By on November 30, 2020 in ArticlesBillionaire News

Billionaire Masayoshi Son of SoftBank is stockpiling cash to prepare for a worst-case scenario because he believes the coronavirus will continue to affect companies in the next few months. Sure, a couple of vaccines may soon be available, but how are health departments going to roll those out GLOBALLY? Masa Son is the CEO of SoftBank, and he is pessimistic about further outbreaks – the so-called second and third waves currently breaking out around the world.
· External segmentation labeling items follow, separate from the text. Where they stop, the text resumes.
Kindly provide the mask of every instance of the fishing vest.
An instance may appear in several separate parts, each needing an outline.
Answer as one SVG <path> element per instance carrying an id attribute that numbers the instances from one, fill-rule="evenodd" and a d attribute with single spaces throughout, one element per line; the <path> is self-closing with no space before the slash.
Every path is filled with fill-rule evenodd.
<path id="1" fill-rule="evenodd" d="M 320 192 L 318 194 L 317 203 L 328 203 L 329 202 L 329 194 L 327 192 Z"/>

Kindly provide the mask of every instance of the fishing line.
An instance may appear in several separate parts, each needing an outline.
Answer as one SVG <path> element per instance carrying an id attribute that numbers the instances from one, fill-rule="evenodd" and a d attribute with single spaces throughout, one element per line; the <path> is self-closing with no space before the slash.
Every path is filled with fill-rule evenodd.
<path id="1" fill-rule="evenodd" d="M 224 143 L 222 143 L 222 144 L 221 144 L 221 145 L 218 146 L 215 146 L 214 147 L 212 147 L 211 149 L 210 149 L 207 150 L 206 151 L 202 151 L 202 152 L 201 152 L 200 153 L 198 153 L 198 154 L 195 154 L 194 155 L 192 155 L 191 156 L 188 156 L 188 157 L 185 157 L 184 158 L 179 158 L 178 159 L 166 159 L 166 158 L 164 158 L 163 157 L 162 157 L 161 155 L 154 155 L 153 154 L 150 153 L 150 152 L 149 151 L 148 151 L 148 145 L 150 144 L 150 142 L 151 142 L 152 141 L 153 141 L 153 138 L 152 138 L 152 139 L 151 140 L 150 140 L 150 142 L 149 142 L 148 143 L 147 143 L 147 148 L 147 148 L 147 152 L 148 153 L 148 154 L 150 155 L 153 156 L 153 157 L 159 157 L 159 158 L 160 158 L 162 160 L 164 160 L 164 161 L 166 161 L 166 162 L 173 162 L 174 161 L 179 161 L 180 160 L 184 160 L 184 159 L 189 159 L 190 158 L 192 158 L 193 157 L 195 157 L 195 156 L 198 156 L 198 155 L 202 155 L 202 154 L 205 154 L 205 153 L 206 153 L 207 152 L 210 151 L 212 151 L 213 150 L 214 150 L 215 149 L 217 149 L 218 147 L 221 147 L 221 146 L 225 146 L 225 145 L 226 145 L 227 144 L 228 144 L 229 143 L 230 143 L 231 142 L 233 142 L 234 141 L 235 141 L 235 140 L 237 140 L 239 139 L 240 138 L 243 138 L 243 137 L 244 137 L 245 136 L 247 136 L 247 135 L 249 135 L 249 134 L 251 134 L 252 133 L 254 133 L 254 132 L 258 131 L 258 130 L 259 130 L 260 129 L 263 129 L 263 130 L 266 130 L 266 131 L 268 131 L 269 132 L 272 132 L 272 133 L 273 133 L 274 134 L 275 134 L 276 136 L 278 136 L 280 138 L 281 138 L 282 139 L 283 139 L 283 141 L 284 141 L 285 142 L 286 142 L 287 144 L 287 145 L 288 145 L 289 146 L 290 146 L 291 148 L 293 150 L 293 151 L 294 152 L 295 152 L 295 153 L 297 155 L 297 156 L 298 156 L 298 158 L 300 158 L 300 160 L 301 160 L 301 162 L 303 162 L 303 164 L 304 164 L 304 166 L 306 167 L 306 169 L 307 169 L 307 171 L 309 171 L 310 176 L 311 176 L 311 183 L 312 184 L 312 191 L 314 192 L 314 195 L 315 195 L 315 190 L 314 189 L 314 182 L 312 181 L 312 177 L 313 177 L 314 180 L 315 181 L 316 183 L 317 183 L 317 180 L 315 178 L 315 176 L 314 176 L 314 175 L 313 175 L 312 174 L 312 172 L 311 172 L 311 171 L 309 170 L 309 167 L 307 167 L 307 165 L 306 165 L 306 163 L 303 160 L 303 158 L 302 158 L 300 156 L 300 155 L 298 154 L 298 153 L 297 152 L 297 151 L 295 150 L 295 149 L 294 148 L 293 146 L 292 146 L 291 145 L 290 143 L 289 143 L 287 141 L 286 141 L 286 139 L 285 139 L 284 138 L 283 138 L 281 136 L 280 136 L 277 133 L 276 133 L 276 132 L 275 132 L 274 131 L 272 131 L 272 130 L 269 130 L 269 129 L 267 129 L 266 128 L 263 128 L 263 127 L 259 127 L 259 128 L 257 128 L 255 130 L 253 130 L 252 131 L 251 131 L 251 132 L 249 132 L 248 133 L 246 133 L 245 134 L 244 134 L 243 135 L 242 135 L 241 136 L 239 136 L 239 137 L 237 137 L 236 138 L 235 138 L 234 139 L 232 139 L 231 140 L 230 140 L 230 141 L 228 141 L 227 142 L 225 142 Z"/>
At the New York Times Dealbook Conference he said, "In the next two to three months any disaster could happen." Those are ominous words from someone whose job is largely to watch and assess global markets and the economy.

Earlier this year, SoftBank sold off a bunch of its assets to improve its balance sheet during the pandemic. This sent the value of its Vision Fund, which is focused on tech companies, plummeting. SoftBank originally intended to sell $41 billion worth of assets but it ended up selling off more than $80 billion. It is the first time in SoftBank's history that the company liquidated assets so quickly.
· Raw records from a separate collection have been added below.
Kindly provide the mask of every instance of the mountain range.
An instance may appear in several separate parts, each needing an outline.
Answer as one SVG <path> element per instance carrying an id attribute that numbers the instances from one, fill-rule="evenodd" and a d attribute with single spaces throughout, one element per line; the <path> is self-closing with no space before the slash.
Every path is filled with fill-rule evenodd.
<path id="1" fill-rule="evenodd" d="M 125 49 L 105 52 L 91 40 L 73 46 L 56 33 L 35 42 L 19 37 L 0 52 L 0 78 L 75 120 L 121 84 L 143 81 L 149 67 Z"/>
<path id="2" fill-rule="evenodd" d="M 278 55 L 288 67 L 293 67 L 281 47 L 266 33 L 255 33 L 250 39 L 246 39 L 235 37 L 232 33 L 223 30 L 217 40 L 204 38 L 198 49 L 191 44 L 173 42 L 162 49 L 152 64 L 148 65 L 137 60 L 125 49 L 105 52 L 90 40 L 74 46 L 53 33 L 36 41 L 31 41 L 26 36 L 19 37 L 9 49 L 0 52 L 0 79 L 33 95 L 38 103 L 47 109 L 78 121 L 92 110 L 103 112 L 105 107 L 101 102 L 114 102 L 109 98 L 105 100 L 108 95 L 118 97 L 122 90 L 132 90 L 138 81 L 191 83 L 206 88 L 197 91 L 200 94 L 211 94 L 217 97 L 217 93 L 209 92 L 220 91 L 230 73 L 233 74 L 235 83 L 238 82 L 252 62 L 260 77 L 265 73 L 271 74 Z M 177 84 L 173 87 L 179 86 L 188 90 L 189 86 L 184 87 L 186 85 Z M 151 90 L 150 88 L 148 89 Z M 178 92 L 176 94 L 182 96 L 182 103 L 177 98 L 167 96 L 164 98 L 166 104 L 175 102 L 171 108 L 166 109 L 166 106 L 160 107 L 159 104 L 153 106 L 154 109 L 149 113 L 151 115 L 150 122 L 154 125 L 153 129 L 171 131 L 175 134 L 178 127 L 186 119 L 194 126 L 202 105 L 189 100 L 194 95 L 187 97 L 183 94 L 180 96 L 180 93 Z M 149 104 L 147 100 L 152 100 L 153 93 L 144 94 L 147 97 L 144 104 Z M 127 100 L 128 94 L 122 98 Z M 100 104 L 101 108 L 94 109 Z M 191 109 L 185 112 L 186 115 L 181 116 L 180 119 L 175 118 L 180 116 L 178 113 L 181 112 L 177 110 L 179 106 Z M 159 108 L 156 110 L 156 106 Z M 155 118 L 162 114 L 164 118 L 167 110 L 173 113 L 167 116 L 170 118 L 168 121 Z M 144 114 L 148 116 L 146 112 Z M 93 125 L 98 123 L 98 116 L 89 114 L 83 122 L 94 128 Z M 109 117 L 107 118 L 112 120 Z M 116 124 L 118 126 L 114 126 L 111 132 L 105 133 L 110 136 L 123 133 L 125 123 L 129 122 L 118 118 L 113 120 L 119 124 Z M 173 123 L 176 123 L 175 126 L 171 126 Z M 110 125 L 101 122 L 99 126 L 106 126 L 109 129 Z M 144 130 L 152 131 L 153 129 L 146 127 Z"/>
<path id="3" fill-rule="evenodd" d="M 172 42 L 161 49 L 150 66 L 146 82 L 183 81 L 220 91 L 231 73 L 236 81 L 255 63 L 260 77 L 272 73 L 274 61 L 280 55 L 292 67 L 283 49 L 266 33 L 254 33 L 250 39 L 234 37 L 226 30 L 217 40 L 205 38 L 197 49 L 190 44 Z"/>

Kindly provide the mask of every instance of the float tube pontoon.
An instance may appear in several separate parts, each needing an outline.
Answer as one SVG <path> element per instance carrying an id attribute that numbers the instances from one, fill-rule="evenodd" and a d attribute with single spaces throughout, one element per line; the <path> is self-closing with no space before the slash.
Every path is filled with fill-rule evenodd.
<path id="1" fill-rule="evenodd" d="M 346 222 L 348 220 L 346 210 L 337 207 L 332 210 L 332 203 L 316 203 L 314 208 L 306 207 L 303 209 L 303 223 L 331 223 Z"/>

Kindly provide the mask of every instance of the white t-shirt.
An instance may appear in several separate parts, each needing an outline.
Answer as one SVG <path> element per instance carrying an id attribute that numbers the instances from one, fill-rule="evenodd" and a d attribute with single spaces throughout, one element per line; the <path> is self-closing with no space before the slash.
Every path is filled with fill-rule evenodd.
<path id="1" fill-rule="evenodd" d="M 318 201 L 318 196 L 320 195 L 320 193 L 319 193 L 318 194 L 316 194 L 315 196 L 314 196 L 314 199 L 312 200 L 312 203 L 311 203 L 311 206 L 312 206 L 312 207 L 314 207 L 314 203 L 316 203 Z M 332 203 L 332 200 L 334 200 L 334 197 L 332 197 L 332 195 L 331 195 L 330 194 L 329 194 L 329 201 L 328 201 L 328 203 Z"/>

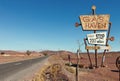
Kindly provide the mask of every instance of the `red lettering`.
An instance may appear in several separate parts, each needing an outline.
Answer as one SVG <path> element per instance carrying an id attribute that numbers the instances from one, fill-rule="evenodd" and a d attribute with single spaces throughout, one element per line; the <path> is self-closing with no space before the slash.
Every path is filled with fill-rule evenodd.
<path id="1" fill-rule="evenodd" d="M 90 18 L 89 17 L 83 17 L 83 21 L 84 22 L 90 22 Z"/>

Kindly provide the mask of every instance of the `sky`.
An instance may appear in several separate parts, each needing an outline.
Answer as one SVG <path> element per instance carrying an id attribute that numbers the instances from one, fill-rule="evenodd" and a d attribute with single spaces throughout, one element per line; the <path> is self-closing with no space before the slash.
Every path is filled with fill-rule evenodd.
<path id="1" fill-rule="evenodd" d="M 80 15 L 110 14 L 111 51 L 120 50 L 119 0 L 0 0 L 0 50 L 81 50 L 87 34 L 76 28 Z"/>

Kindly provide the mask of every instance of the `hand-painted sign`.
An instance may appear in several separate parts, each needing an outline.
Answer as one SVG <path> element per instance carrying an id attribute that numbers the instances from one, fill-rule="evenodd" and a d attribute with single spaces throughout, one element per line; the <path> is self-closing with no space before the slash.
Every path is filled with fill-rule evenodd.
<path id="1" fill-rule="evenodd" d="M 89 44 L 106 44 L 106 32 L 87 34 Z"/>
<path id="2" fill-rule="evenodd" d="M 100 49 L 100 50 L 110 50 L 111 49 L 111 47 L 110 46 L 86 46 L 86 48 L 85 49 L 87 49 L 87 50 L 98 50 L 98 49 Z"/>
<path id="3" fill-rule="evenodd" d="M 110 15 L 80 16 L 83 30 L 108 30 Z"/>

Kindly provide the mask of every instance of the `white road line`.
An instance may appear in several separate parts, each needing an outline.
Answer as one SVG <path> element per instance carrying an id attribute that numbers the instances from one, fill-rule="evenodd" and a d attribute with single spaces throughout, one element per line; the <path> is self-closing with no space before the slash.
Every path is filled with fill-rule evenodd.
<path id="1" fill-rule="evenodd" d="M 20 64 L 22 64 L 22 63 L 16 63 L 16 64 L 14 64 L 14 65 L 20 65 Z"/>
TORU YAMANAKA/AFP via Getty Images

Basically, Son believes that a major company could collapse and cause a domino effect across other companies and industries before a vaccine is widely available. He used the example of the collapse of Lehman Brothers and how just that one bank failing reverberated through the banking industry and caused the crash of stock markets across the globe. SoftBank now has $80 billion in cash should it need it to survive a market crash.
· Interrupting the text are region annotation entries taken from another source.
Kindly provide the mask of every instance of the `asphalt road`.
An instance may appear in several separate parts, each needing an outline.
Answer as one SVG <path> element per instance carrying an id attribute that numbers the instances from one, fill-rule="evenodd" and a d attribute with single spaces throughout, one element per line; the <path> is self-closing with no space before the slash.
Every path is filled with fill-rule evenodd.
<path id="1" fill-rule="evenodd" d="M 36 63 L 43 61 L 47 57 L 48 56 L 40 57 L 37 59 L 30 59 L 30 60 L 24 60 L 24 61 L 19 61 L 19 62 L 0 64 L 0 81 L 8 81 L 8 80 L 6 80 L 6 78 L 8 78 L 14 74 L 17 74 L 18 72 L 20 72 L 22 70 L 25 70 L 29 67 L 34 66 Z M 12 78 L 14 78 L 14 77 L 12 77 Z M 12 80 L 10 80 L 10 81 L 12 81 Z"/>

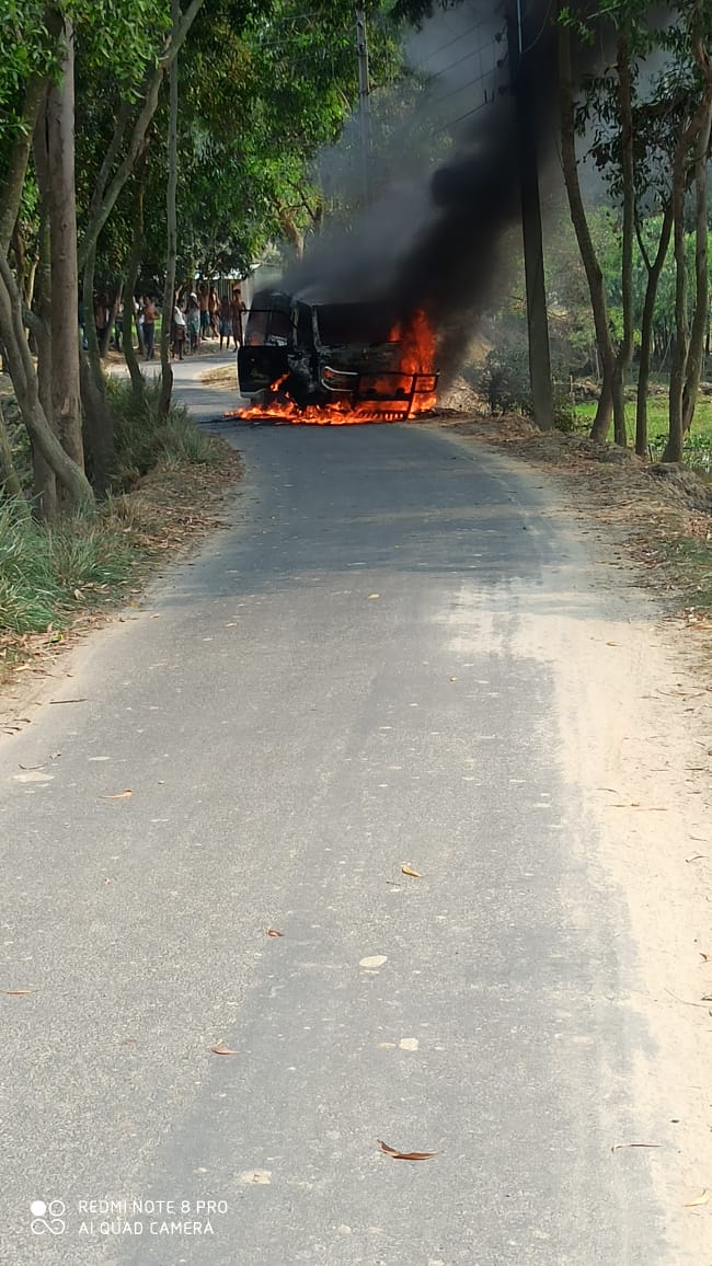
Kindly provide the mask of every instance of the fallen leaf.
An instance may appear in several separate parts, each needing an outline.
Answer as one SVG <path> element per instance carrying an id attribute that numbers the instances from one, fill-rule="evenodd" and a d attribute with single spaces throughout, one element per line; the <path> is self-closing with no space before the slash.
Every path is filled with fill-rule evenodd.
<path id="1" fill-rule="evenodd" d="M 613 1143 L 612 1152 L 618 1152 L 621 1147 L 661 1147 L 661 1143 Z"/>
<path id="2" fill-rule="evenodd" d="M 390 1156 L 394 1161 L 429 1161 L 431 1156 L 437 1156 L 437 1152 L 399 1152 L 397 1147 L 390 1147 L 389 1143 L 381 1142 L 376 1138 L 381 1152 Z"/>
<path id="3" fill-rule="evenodd" d="M 683 1205 L 683 1209 L 694 1209 L 698 1204 L 708 1204 L 708 1203 L 709 1203 L 709 1191 L 704 1190 L 702 1195 L 696 1195 L 694 1200 L 688 1200 Z"/>

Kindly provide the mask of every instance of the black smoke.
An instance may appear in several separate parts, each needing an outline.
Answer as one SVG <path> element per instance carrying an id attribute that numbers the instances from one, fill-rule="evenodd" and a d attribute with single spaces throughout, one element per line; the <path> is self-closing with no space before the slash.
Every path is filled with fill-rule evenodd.
<path id="1" fill-rule="evenodd" d="M 351 232 L 315 242 L 284 279 L 285 289 L 314 301 L 386 303 L 404 319 L 422 308 L 438 334 L 440 367 L 455 365 L 490 294 L 503 232 L 521 213 L 517 92 L 527 97 L 526 143 L 542 162 L 554 143 L 555 14 L 547 0 L 522 0 L 519 9 L 514 0 L 509 11 L 492 0 L 465 0 L 424 28 L 424 65 L 428 33 L 441 61 L 451 60 L 450 77 L 435 72 L 435 103 L 454 100 L 461 115 L 445 132 L 432 111 L 443 161 L 419 181 L 386 190 Z M 469 84 L 450 90 L 452 72 L 476 56 L 483 73 L 470 71 Z M 437 66 L 435 53 L 429 58 Z M 426 89 L 426 116 L 432 103 Z"/>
Masa Son is best known for investing enormous amounts of money into tech startups. His most famous investment was 20 years ago when SoftBank invested $20 million in Alibaba. SoftBank made $60 billion when Alibaba went public in 2014. Recently, SoftBank stepped in to try and turn WeWork around after Adam Neumann was ousted as CEO. SoftBank ended up having to bail out the startup and lost billions of dollars in the process, something for which Son takes responsibility.